Interactive experiences are surging in popularity as the number of immersive exhibits have grown within museums across the country. Like virtually everyone, museums had a difficult 2020 as an American Alliance of Museums survey found on average, U.S.
museums lost 35 percent of their typical operating income in 2020 and expected to lose an additional 28 percent in 2021. In an effort to attract more attendees, museums are upping their creativity and are offering more virtual experiences to the public. Here are some museums offering interactive outings that will entertain as well as educate your group:
City Museum (St. Louis, Missouri)
Located in a 100-year-old warehouse in downtown St. Louis, City Museum’s exhibits consist mostly of repurposed architectural and industrial objects. While that may not sound like fun, City Museum, assuredly, was designed to give visitors a good time. City Museum contains an abundance of slides (there are reportedly 30 slides in the building ranging from a dragon slide to a rebar slide), including a massive 10-story slide.
It also houses a Ferris wheel, tunnels, bridges, castles, secret passages, playgrounds, a circus and a train. Naturally, since it is a museum, it contains an architecture hall, an art center and the cornerstone of any museum: the world’s largest pencil, which weighs 21,500 pounds (the eraser adds an extra 250 pounds) and is the equivalent of around 1,900,000 traditional pencils.
Exploratorium (San Francisco, California)
This public learning laboratory was founded from the belief everyone should learn about natural phenomena to better understand the world around them. According to the museum’s founders, experimentation inspires curiosity and understanding while stimulating new ideas. In other words, the Exploratorium wants you to get active and start learning.
The museum contains more than 650 interactive exhibits and houses six indoor and outdoor galleries and hundreds of exhibits. Among the many compelling things you can do here include: dance with your shadow, levitate, touch a tornado, mix colors and break light apart, stop time, capture a wave and even listen to music through your teeth. Try doing those things anywhere else.
International Spy Museum (Washington, D.C.)

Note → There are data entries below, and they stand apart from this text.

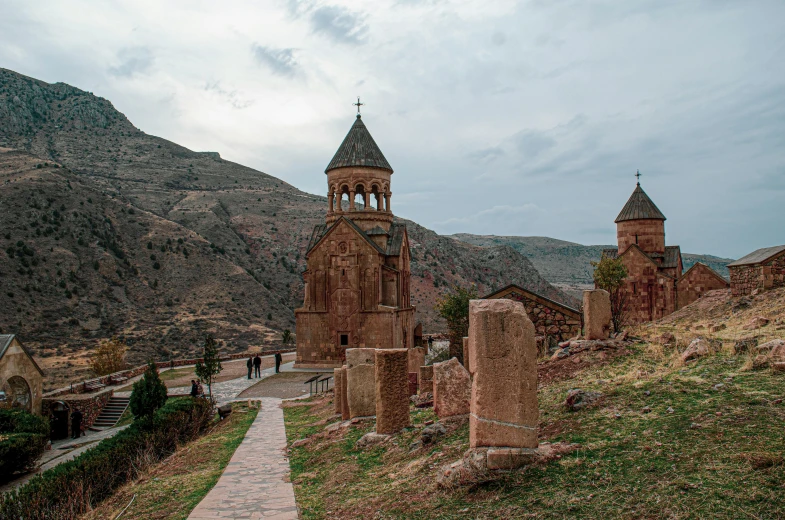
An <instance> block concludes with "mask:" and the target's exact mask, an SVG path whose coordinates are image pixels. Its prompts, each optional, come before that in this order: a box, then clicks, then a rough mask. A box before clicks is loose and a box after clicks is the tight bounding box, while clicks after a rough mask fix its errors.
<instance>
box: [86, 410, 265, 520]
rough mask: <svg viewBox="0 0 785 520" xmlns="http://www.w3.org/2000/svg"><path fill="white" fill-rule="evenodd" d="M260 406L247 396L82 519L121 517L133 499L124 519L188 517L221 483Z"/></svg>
mask: <svg viewBox="0 0 785 520" xmlns="http://www.w3.org/2000/svg"><path fill="white" fill-rule="evenodd" d="M258 410H259V409H258V403H252V404H251V407H250V408H248V407H247V406H246V405H245V403H242V402H237V403H234V404H233V413H232V414H231V415H230V416H229V417H228V418H227V419H226V420H224V421H221V422H220V423H218V424H217V425H216V426H214V427H213V428H212V429H210V430H209V431H208V432H207V433H206V434H205V435H204V436H202V437H200V438H199V439H197V440H195V441H193V442H190V443H188V444H186V445H185V446H182V447H180V448H179V449H178V450H177V451H176V452H175V453H174V454H172V455H171V456H170V457H169V458H167V459H166V460H164V461H162V463H160V464H157V465H155V466H153V467H152V468H151V469H150V470H149V471H147V472H145V473H144V474H142V475H140V477H139V478H138V479H137V480H136V481H134V482H132V483H129V484H126V485H125V486H123V487H122V488H120V489H119V490H118V491H117V493H115V494H114V495H113V496H112V497H111V498H109V499H108V500H106V501H105V502H104V503H102V504H101V505H100V506H99V507H97V508H96V509H95V510H94V511H92V512H91V513H89V514H87V515H85V516H84V517H83V518H82V520H99V519H100V520H103V519H106V518H115V517H116V516H117V514H119V513H120V512H121V511H122V510H123V508H125V507H126V506H128V505H129V503H130V506H129V507H128V509H127V510H126V511H125V512H124V513H123V514H122V516H121V517H120V518H121V519H124V518H131V519H132V518H137V519H141V518H167V519H171V520H184V519H185V518H187V517H188V514H189V513H190V512H191V510H192V509H193V508H194V507H195V506H196V505H197V504H198V503H199V502H200V501H201V500H202V499H203V498H204V497H205V495H207V493H208V492H209V491H210V489H212V488H213V486H215V483H216V482H217V481H218V479H219V478H220V476H221V473H222V472H223V470H224V468H225V467H226V465H227V464H228V463H229V460H230V459H231V457H232V454H233V453H234V451H235V450H236V449H237V447H238V446H239V445H240V443H241V442H242V441H243V438H244V436H245V434H246V432H247V431H248V428H249V427H250V426H251V424H253V422H254V419H256V416H257V412H258ZM134 496H135V497H136V498H134ZM132 499H133V502H131V500H132Z"/></svg>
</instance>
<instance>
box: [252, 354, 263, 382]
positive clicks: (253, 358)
mask: <svg viewBox="0 0 785 520" xmlns="http://www.w3.org/2000/svg"><path fill="white" fill-rule="evenodd" d="M253 374H254V377H262V358H260V357H259V354H256V357H255V358H253Z"/></svg>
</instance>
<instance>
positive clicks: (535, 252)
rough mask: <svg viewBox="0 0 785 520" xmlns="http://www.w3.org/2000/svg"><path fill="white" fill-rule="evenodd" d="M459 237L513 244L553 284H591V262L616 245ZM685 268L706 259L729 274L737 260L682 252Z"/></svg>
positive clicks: (521, 253)
mask: <svg viewBox="0 0 785 520" xmlns="http://www.w3.org/2000/svg"><path fill="white" fill-rule="evenodd" d="M452 236H453V237H454V238H456V239H457V240H460V241H462V242H466V243H468V244H473V245H476V246H482V247H491V246H509V247H512V248H513V249H515V250H516V251H518V252H519V253H521V254H522V255H524V256H525V257H527V258H528V259H529V260H531V262H532V264H533V265H534V267H535V268H537V271H539V273H540V274H541V275H542V276H543V277H544V278H545V279H546V280H548V281H549V282H550V283H552V284H556V285H557V286H560V287H561V286H573V287H579V286H582V285H591V284H592V283H593V282H592V267H591V262H593V261H597V260H599V259H600V256H601V255H602V250H603V249H607V248H612V247H616V246H615V245H597V246H584V245H582V244H576V243H574V242H567V241H565V240H558V239H555V238H548V237H519V236H496V235H472V234H468V233H458V234H455V235H452ZM682 260H683V261H684V270H685V271H686V270H687V269H689V268H690V267H692V265H693V264H695V263H696V262H703V263H704V264H706V265H708V266H709V267H711V268H712V269H714V270H715V271H717V273H718V274H720V275H721V276H723V277H725V278H726V279H727V278H728V277H729V275H728V268H727V267H726V266H727V265H728V264H729V263H730V262H732V261H733V260H732V259H730V258H719V257H716V256H712V255H699V254H692V253H684V252H682Z"/></svg>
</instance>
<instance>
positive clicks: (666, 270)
mask: <svg viewBox="0 0 785 520" xmlns="http://www.w3.org/2000/svg"><path fill="white" fill-rule="evenodd" d="M616 239H617V242H618V247H617V248H614V249H605V250H604V251H603V256H607V257H609V258H621V259H622V261H623V263H624V266H625V267H626V269H627V279H626V280H625V283H624V288H623V290H624V292H625V293H626V298H627V317H626V320H627V322H628V323H642V322H646V321H652V320H657V319H660V318H662V317H664V316H667V315H668V314H671V313H673V312H674V311H676V310H677V309H679V308H681V307H683V306H685V305H688V304H690V303H692V302H694V301H695V300H697V299H698V298H700V297H701V295H702V294H703V293H705V292H706V291H711V290H715V289H723V288H727V287H728V282H727V281H726V280H725V279H724V278H723V277H721V276H720V275H719V274H717V273H716V272H714V271H713V270H712V269H711V268H710V267H708V266H706V265H704V264H696V266H697V267H696V266H693V267H692V268H691V269H690V270H689V271H687V273H684V274H682V271H683V263H682V258H681V248H680V247H679V246H666V245H665V215H663V214H662V212H661V211H660V210H659V208H657V206H656V205H655V204H654V202H652V200H651V199H650V198H649V196H648V195H646V192H644V191H643V188H641V185H640V182H639V183H638V184H637V186H636V187H635V190H634V191H633V192H632V195H630V198H629V200H628V201H627V204H625V205H624V207H623V208H622V210H621V212H620V213H619V216H618V217H616Z"/></svg>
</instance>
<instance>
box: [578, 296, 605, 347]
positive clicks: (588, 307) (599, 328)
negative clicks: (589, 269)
mask: <svg viewBox="0 0 785 520" xmlns="http://www.w3.org/2000/svg"><path fill="white" fill-rule="evenodd" d="M610 331H611V296H610V294H608V291H603V290H602V289H595V290H593V291H583V332H584V334H583V335H584V337H585V338H586V339H608V336H609V335H610Z"/></svg>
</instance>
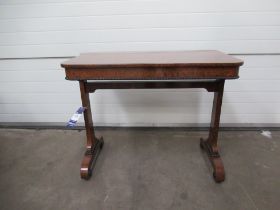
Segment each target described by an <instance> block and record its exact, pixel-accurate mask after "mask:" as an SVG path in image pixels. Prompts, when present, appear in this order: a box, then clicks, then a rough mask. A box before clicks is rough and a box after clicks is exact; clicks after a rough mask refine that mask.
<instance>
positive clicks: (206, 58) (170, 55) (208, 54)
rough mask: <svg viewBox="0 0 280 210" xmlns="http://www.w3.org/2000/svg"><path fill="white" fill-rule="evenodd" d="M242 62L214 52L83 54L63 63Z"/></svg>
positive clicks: (161, 52)
mask: <svg viewBox="0 0 280 210" xmlns="http://www.w3.org/2000/svg"><path fill="white" fill-rule="evenodd" d="M242 64H243V61H242V60H240V59H237V58H235V57H233V56H230V55H227V54H225V53H222V52H219V51H216V50H200V51H178V52H176V51H174V52H116V53H84V54H81V55H79V56H78V57H75V58H72V59H69V60H67V61H66V62H63V63H62V64H61V66H62V67H65V68H68V67H70V68H92V67H98V68H102V67H104V68H105V67H120V66H125V67H147V66H151V67H153V66H240V65H242Z"/></svg>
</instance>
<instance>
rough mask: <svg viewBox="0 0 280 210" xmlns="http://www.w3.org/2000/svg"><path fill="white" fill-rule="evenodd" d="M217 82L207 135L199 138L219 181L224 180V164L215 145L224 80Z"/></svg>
mask: <svg viewBox="0 0 280 210" xmlns="http://www.w3.org/2000/svg"><path fill="white" fill-rule="evenodd" d="M218 83H219V84H218V90H217V91H215V93H214V100H213V107H212V116H211V124H210V131H209V136H208V138H207V139H206V140H203V139H200V147H201V148H202V149H204V150H205V151H206V153H207V155H208V158H209V160H210V162H211V164H212V166H213V169H214V172H213V177H214V179H215V181H216V182H218V183H219V182H223V181H224V180H225V170H224V165H223V162H222V159H221V157H220V154H219V151H218V145H217V141H218V132H219V124H220V115H221V107H222V100H223V92H224V83H225V80H219V81H218Z"/></svg>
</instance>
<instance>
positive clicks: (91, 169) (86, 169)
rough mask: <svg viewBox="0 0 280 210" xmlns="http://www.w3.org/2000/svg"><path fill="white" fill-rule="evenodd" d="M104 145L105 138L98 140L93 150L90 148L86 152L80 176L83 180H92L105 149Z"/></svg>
mask: <svg viewBox="0 0 280 210" xmlns="http://www.w3.org/2000/svg"><path fill="white" fill-rule="evenodd" d="M103 145H104V141H103V137H101V138H100V139H96V140H95V144H94V145H93V146H92V147H91V148H88V149H87V150H86V152H85V155H84V158H83V160H82V164H81V169H80V175H81V178H82V179H85V180H89V179H90V177H91V175H92V171H93V169H94V166H95V164H96V161H97V158H98V156H99V153H100V151H101V150H102V148H103Z"/></svg>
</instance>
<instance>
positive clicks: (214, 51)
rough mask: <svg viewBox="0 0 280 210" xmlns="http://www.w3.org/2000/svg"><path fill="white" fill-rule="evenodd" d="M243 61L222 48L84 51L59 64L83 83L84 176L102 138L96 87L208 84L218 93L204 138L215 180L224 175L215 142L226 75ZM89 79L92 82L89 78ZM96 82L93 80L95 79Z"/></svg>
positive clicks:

The only public museum in the United States dedicated solely to espionage, the International Spy Museum features interactive exhibitions and first-person accounts from top intelligence officers and experts.
The museum covers 140,000 square feet and teaches visitors the tricks and trades of spies, both historic and fictitious. Among the museum’s permanent exhibits are the Briefing Center, where guests receive a cover identity and test their spy skills throughout the museum; Stealing Secrets, where visitors get a closer look at hundreds of imaginative inventions used to steal secrets; and Making Sense of Secrets, where you can try your hand at cracking secret codes.
Museum of Illusions (Chicago, Illinois)
Located in downtown Chicago, the Museum of Illusions offers more than 80 mind-bending exhibits where visitors can experience the seemingly impossible. Among its many hallucinatory exhibits include the Infinity Room, a multisensory experience that creates the optical illusion of infinite space; the Clone Table, where you will meet five clones of yourself; the Vortex Tunnel, where your mind will tell you the ground is moving when it is actually flat and stable; and the Infinity Tunnel, where visitors can take a mysterious look into a bottomless
pit.chicago.museumofillusions.us
Otherworld Ohio (Columbus, Ohio)
This 32,000-square-foot immersive art installation in Columbus contains 47 rooms filled with large-scale interactive art, mixed reality playgrounds and secret passageways. Guests are encouraged to explore and interact with a world of science fiction and fantasy. Featuring the work of more than 40 artists, almost everything in Otherworld was built to be interacted with and each of the 47 rooms is designed to resemble a science-fiction fantasyland. In 2019, Time magazine ranked Otherworld as one of the World’s Coolest Places.
The World of Coca-Cola (Atlanta, Georgia)
The world’s most popular soda is the star of this 75,000-square-foot facility in downtown Atlanta. Opened in 2007, The World of Coca-Cola is home to numerous interactive displays, high-tech exhibits, video presentations and an art gallery. One of its more popular experiences is Taste It! where visitors can enjoy free samples of more than 60 soft drink products from around the world. You can also experience Scent Discovery, a new aromatic experience where your nose will be the guide. Here, a Coca-Cola ambassador will lead your group to guess the origin of a variety of scents. Your guide will also educate you on the anatomy of smell and help you determine which aroma profiles and Coca-Cola beverages may be your new favorites.